Heartworm disease is a serious disease that results in severe lung disease, heart failure and other organ damage and can cause death. It is caused by a parasitic worm which is spread through the bite of a mosquito.
The adults produce microfilariae, the earliest life stage that circulates within the dog’s blood. Prevention kills only early stage larvae and microfilariae. That is why it is important to give your dog heartworm prevention every month. It kills the larvae before they develop into a stage that is immune to the medication in heartworm preventatives.
Monthly heartworm preventative medications don’t stay in your dog’s bloodstream for 30 days. The active ingredients work to kill any larvae that have been in the system for the past 30 days, clearing the body each month. The preventatives are only needed once a month because it takes longer than a month for the larvae to develop to a stage where they reach the body tissues.

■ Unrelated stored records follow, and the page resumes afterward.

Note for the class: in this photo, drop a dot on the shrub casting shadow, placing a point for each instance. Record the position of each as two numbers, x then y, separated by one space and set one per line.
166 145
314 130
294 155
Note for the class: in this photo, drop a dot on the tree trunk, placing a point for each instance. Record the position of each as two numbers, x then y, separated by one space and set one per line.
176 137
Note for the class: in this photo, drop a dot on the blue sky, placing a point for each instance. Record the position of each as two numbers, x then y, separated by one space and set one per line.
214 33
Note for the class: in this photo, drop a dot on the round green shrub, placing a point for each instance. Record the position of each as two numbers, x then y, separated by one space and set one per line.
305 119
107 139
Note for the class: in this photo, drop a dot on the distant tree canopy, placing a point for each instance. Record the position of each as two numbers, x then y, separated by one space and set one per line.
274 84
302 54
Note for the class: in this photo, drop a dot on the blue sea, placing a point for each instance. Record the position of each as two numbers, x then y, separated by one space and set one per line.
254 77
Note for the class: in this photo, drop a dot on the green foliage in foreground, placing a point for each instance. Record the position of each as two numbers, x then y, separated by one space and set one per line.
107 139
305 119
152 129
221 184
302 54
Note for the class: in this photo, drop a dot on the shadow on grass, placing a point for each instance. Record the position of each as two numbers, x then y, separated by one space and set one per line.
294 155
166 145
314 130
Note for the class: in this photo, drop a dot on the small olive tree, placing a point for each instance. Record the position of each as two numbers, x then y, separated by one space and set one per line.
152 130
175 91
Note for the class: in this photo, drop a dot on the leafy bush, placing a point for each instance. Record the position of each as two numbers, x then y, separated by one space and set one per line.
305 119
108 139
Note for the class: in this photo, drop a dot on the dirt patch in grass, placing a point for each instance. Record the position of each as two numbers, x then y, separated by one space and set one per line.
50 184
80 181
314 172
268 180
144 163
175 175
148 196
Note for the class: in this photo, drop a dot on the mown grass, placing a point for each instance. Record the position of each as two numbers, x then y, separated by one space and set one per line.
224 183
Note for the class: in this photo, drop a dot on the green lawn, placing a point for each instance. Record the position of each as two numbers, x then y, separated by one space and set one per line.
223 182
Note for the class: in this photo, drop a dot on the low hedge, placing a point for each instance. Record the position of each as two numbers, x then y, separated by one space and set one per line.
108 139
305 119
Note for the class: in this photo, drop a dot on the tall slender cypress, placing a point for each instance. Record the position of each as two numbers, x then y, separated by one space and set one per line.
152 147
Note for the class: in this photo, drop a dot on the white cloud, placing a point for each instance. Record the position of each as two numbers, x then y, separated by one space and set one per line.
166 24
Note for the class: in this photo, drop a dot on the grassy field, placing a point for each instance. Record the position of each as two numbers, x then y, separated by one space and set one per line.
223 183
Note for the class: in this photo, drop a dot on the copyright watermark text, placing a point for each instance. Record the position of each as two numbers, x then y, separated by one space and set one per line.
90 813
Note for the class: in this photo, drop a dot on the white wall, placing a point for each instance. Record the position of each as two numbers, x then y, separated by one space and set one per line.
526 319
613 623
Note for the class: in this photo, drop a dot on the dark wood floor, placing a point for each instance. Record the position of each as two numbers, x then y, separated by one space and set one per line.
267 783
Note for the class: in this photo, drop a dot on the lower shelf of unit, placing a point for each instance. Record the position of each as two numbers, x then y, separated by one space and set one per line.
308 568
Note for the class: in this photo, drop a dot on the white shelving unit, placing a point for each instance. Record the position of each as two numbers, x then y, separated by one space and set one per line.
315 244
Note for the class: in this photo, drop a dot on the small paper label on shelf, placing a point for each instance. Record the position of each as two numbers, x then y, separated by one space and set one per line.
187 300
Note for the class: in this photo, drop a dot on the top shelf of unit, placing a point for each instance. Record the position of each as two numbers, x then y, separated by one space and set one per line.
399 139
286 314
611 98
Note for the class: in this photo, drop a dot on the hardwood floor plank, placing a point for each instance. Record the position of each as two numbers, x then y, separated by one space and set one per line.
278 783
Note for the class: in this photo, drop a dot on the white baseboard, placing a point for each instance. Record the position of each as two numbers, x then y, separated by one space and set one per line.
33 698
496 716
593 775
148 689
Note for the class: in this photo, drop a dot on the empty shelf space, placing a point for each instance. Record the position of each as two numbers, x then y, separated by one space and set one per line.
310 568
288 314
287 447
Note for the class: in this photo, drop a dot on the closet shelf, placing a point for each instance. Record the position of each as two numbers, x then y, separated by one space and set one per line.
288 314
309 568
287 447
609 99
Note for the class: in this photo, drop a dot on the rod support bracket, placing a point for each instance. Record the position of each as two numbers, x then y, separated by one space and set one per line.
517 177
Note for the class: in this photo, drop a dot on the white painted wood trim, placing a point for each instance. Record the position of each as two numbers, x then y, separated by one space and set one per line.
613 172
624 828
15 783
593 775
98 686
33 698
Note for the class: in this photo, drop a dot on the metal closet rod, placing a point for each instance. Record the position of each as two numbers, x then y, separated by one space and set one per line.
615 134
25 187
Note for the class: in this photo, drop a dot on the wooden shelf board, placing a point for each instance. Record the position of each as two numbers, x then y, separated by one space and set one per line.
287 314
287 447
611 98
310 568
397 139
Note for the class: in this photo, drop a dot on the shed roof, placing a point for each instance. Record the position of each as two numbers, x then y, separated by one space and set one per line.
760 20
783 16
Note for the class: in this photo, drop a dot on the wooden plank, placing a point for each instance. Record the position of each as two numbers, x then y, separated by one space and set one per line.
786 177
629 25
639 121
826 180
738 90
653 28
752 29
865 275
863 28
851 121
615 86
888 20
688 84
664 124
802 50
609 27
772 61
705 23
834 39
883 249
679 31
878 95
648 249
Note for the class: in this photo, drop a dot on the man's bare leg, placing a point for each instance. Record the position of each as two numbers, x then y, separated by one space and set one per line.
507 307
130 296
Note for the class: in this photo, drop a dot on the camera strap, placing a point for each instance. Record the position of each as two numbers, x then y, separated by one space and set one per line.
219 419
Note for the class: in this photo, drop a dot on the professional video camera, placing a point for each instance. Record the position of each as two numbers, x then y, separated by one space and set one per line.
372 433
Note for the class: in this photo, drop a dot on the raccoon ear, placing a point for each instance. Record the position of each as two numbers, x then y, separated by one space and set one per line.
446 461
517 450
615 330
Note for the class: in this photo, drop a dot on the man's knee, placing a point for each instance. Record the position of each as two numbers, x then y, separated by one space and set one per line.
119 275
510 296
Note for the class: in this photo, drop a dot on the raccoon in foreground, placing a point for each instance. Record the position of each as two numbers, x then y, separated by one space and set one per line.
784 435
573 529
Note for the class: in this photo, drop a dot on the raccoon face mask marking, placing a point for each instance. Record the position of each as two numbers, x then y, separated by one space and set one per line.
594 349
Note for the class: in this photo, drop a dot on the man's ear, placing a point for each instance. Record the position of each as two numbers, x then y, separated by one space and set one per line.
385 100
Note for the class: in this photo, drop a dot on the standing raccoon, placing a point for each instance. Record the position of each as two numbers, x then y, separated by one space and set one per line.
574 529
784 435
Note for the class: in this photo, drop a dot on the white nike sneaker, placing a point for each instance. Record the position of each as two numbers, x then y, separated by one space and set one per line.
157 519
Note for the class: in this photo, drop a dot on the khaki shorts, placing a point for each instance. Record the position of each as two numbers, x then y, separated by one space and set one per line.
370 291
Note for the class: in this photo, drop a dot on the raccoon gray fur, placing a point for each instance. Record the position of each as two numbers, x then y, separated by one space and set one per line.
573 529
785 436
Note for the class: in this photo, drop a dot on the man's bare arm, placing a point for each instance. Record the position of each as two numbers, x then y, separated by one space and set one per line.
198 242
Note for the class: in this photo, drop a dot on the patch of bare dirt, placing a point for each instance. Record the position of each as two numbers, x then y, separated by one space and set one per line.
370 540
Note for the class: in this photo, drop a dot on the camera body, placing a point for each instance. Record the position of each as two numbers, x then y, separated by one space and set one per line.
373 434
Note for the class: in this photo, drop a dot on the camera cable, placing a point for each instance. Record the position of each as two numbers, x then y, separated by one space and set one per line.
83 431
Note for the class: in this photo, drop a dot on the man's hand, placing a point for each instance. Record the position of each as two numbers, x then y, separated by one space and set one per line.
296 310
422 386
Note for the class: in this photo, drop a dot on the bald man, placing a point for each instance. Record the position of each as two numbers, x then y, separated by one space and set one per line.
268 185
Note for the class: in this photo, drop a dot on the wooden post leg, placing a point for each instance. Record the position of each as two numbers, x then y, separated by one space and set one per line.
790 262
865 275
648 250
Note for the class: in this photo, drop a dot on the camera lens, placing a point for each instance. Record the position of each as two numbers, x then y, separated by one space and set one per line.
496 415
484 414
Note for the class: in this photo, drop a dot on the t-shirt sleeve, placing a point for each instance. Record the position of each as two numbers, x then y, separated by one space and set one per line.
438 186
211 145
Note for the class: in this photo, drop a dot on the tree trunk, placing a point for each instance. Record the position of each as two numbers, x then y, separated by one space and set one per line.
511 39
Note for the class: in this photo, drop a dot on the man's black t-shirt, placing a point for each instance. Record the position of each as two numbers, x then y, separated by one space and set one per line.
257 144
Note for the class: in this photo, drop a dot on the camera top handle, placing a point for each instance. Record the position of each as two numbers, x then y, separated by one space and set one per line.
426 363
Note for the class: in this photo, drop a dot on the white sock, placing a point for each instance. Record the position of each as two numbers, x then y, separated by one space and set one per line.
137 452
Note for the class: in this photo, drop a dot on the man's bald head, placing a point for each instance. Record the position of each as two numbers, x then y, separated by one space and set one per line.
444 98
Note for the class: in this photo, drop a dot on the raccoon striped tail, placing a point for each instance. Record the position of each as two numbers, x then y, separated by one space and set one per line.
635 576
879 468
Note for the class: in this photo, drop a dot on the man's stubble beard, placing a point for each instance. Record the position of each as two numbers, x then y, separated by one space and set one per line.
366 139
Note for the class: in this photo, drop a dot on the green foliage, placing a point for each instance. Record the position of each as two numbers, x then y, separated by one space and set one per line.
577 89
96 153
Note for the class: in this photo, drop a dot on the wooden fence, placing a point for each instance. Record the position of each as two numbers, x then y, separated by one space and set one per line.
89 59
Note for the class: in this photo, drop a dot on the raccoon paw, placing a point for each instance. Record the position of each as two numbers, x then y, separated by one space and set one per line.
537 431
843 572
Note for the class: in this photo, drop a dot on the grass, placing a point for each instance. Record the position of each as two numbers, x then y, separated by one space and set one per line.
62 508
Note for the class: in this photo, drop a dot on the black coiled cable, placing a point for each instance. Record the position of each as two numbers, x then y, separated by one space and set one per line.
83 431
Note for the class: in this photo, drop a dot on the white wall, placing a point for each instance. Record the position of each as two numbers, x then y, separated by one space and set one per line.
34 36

Your vet will need to test for active infection of heartworms before giving a heartworm medication. Dogs with heartworms can have a severe, possibly life-threatening reaction to the dying, circulating microfilariae if given heartworm medications. Also, your vet wants to be certain that if you missed a dose or your dog may have spit the medication out with you being unaware of it, your dog will have been unprotected for a period of time.
If you don’t test for the disease and your dog is infected, the disease will gradually progress and cause serious, life-threatening illness.
Your dog should be given heartworm prevention year round.
Dogs have been diagnosed with heartworm disease in every state in the US.
Monthly heartworm preventatives are safe and easy to give, but if they are skipped and a dog becomes infected, heartworm treatment can be costly and difficult, requiring multiple vet visits and months of exercise restriction.
There are drug-free strategies owners can put in place to reduce a pet’s exposure to mosquitoes but there is no such thing as a natural heartworm preventive.